Rick Doty, founder and CEO of Sunglass Warehouse, who, with his wife Amy, splits his time between homes in Atlanta, Georgia, and Park City, said donating the glasses is a great opportunity for his company.
"We are happy to help," Doty said during a phone call from Atlanta. "I mean, the Hope Alliance volunteers who are going to these countries are the ones doing all the hard work. They are the ones who are spending seven to 10 days in the hot sun to get their services to these areas. So, I'm happy to have the chance to donate a few sunglasses."
Doty established Sunglass Warehouse in 2004, after working 20 years as a commercial general contractor who specialized in retail construction in outlet centers.
"Sunglasses have always been intriguing to me, almost like a passion, and I noticed that, other than the Sunglass Hut, there were not a lot players out there," Doty said. "So I decided to open my first store in Beaufort, South Carolina, and it went well."
Encouraged by the response, Doty opened another store in Hilton Head.
"That also went well, and then a Tanger Outlet opened in Charleston, and we were allowed to go in there," he said. "This was in 2004 and, now, 10 years later, we're opening our 25th store next month."
In addition to the 1,000 sunglasses, Sunglass Warehouse will donate 1,000 microfiber bags.
"The people who will be getting the glasses live a hard life and these sunglasses will probably be the only ones they will own," Doty said. "We wanted to make sure there was a way for the people to protect the sunglasses.
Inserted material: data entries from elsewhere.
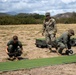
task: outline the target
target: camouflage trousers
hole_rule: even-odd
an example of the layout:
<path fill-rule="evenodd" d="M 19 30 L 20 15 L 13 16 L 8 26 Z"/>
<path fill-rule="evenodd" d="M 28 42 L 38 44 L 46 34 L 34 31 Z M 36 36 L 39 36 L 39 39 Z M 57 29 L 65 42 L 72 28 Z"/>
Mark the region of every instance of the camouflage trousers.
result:
<path fill-rule="evenodd" d="M 62 42 L 58 42 L 58 52 L 62 54 L 63 49 L 66 48 L 66 45 Z M 71 45 L 68 43 L 66 49 L 71 49 Z"/>
<path fill-rule="evenodd" d="M 9 45 L 8 46 L 8 56 L 9 57 L 17 57 L 17 56 L 21 56 L 22 51 L 21 48 L 18 46 L 17 48 L 14 48 L 13 45 Z"/>
<path fill-rule="evenodd" d="M 45 40 L 48 45 L 48 48 L 50 49 L 52 48 L 52 45 L 54 44 L 55 39 L 56 39 L 55 34 L 48 34 L 48 33 L 45 34 Z"/>

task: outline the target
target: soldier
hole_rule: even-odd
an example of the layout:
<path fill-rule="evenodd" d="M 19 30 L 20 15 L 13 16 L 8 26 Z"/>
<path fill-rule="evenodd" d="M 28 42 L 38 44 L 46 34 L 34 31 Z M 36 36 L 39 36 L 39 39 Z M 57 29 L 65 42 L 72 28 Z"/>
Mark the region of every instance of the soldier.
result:
<path fill-rule="evenodd" d="M 18 56 L 22 54 L 22 44 L 18 40 L 17 36 L 13 36 L 13 39 L 7 43 L 6 53 L 10 57 L 10 59 L 18 59 Z"/>
<path fill-rule="evenodd" d="M 44 33 L 45 33 L 45 40 L 46 40 L 46 43 L 48 45 L 49 50 L 51 51 L 52 43 L 55 40 L 57 27 L 56 27 L 55 19 L 50 17 L 50 13 L 47 12 L 45 15 L 46 15 L 45 16 L 46 18 L 43 21 L 43 32 L 42 32 L 42 35 L 44 35 Z"/>
<path fill-rule="evenodd" d="M 67 32 L 64 32 L 58 39 L 58 53 L 62 54 L 64 48 L 70 50 L 70 38 L 74 35 L 74 30 L 69 29 Z"/>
"We work with vendors who are more than happy to get involved with us when we tell them what we're doing," he said. "So one of our vendors donated the bags for these glasses."
Also, Doty knows how sunglasses can break or scratch if owners put them in pockets or wear them on tops of their heads.
"There's a company called Cablz that makes small unobtrusive neck wires to hold the glasses and they gave us 1,000 of these for $15 to $20," Doty said. "We bought them and we're going to give those out, as well."
Doty learned about the Hope Alliance when he and Amy were in town dining at The Blind Dog almost four months ago.
Seated at the next table were Glenn and Ellen Artist and Derick Loyola, who are on the Hope Alliance Board of directors.
"We started talking with each other and the conversations started to meld," Doty said. "They told us what they did and they asked us what we did."
When Doty mentioned Sunglass Warehouse, the Artists and Loyola perked up.
"We became immediate friends and they told us what the Hope Alliance was doing in Guatemala and Peru and other areas of the world," Doty said. "They told us about the issues concerning cataracts and other eye problems are so prevalent in these countries because they are so close to the equator."
Doty was taken aback that children were suffering from pterygium.
"We don't think about things like happening to children here," he said. "It hit me between the eyes, so to speak, it was pretty moving for us."
Doty said he is amazed at how much Park City residents care about what's going on in the world, and that they are always doing something to help.
"It's so great there and you see so many organizations that are doing amazing things," he said. "We think the Hope Alliance does a great job and it was obvious from the first time we met Glenn, Ellen and Derick that it's a labor of love. And we're happy to be a part of it."